Friday, October 25, 2013

A Hand To Hold

Today I want to talk about families. I have already talked a little bit about mine but I'd like to go into more detail. I don't know if most of my family knew what had happened or if they didn't. Or maybe they knew but didn't really know what to say when they saw me. It was really hard not knowing how my family felt or if they even knew. Rape isn't really something that has been the topic of conversation at the thanksgiving dinner table, but I think I was in such a bad place at the time I was almost looking for someone, other than my mother, to tell me I was doing the right thing. To make me feel like what I was doing was worth it.

I don't blame any of my family, and if your reading this please don't take it that way. I'm using myself as an example so everyone can see how it really affects you to not have people around you who know how to deal with rape. Now, after Maryville, everyone is talking about it. But two years ago, no one knew how. It wasn't a bandwagon that everyone jumped on to. It was silenced and eyes were closed to the idea of it, let alone talking openly about it. I didn't help. As a victim myself, I didn't even know how to talk. So, when no one knows how to talk about rape, no hands can be held and no help can be given.

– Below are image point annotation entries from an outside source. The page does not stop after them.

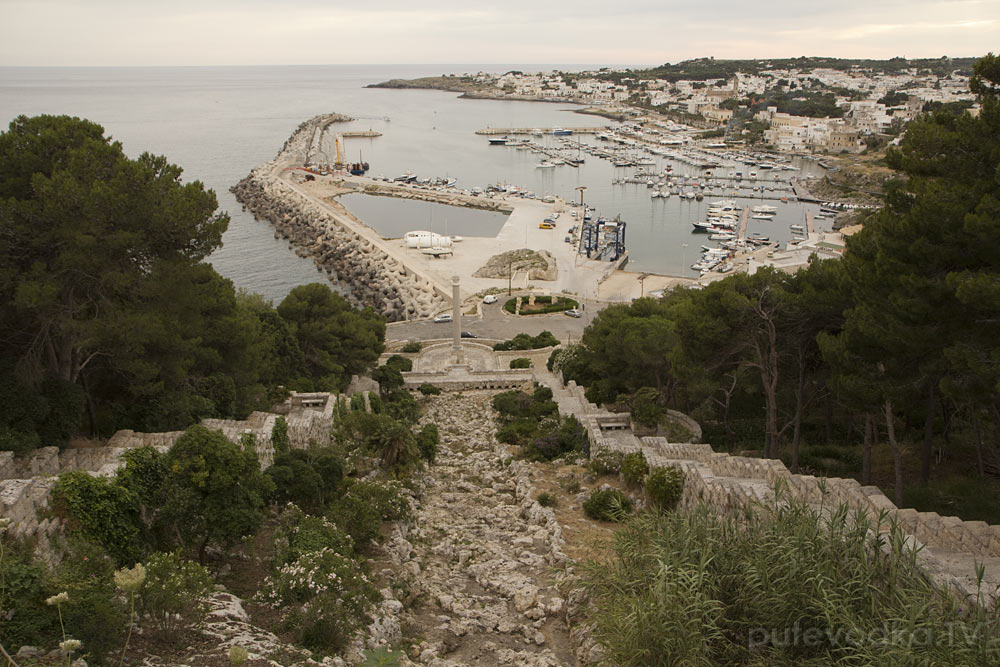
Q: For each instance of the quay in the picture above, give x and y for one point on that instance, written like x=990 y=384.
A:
x=544 y=130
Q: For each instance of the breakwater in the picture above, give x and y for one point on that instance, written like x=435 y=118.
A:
x=350 y=253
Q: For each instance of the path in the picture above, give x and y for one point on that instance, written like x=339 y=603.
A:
x=483 y=551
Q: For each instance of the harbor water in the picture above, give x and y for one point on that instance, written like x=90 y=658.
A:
x=220 y=122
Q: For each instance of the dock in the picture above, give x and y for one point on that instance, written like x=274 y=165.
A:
x=544 y=130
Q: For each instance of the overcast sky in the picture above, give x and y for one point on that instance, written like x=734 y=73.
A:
x=286 y=32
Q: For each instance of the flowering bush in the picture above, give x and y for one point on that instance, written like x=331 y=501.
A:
x=299 y=533
x=173 y=592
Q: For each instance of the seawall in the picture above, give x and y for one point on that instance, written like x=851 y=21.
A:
x=348 y=253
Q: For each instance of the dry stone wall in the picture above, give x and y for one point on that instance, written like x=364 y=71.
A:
x=375 y=278
x=26 y=484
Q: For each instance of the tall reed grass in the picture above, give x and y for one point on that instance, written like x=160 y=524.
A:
x=782 y=585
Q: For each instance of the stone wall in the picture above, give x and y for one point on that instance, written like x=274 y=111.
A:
x=948 y=548
x=375 y=278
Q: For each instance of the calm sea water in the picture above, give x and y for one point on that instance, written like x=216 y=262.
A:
x=220 y=122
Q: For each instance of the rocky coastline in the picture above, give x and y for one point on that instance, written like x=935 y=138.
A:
x=374 y=278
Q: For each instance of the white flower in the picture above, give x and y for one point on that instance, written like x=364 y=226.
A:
x=58 y=599
x=129 y=580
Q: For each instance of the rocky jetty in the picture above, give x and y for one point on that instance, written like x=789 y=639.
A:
x=540 y=264
x=374 y=277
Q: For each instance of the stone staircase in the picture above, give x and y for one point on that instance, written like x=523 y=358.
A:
x=948 y=549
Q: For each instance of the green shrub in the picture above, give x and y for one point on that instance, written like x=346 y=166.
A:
x=363 y=506
x=105 y=513
x=606 y=462
x=95 y=614
x=664 y=486
x=634 y=469
x=173 y=594
x=279 y=436
x=608 y=504
x=25 y=619
x=401 y=405
x=329 y=595
x=546 y=499
x=306 y=477
x=548 y=305
x=428 y=439
x=389 y=378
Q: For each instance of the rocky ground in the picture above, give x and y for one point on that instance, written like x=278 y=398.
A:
x=483 y=557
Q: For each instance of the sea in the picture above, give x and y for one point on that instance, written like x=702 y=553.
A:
x=217 y=123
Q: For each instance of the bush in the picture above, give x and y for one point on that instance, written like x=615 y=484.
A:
x=428 y=439
x=279 y=436
x=94 y=614
x=173 y=594
x=606 y=462
x=402 y=406
x=607 y=505
x=634 y=469
x=389 y=378
x=306 y=477
x=523 y=341
x=546 y=499
x=664 y=486
x=331 y=595
x=26 y=620
x=299 y=533
x=750 y=588
x=105 y=512
x=363 y=506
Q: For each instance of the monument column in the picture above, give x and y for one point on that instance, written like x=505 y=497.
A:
x=456 y=317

Since I have opened up, so has my family. It's a team effort. Now, I'm surround with support. It feels pretty amazing to hear all my loved ones tell me how proud they are of me for speaking up. I just needed to drop down my guard so they could see that it was okay to talk to me about what happened. Basically I'm saying that being open and staying open is extremely important. But, some girls can't open up as much as I have. That's when others really need to step in.

I've had a lot of girls tell me their stories when they haven't even felt comfortable enough to tell their parents or their best friends, because I am a stranger. I won't judge them because I don't know them. I think as human beings we should be better than to make our daughters, our family members, and our friends feel more comfortable talking to a stranger than to us. All I can hope for is that this topic doesn't die down when the headlines stop. It deserves more than that, and so do the survivors.

Now, I want to talk about the other side of the line. The rapists families. They hurt a lot more than anyone can see I'm sure. As for my experience, I know it hurt me to watch his family go through what we were all dealing with. When it was time for him to be sentenced I had to leave the court room for a while to collect myself. I knew whatever was about to happen was going to not only effect me and my family, but his as well. Even when they were defending their son. I had to remind myself that they didn't want to be in this situation anymore than I wanted to. My mom felt like she had lost her daughter out of all that happened, and I'm sure that they felt like they had lost their son.

It is heartbreaking to see all the lives that are effected by rape. The only way to stop it from ruining a person is to talk to the people around you. We have to remind our loved ones that our support systems are strong. If you cannot bring yourself to talk openly about rape you can still help. It doesn't take words to hold a hand or give a hug. Do what you can, that's all that counts.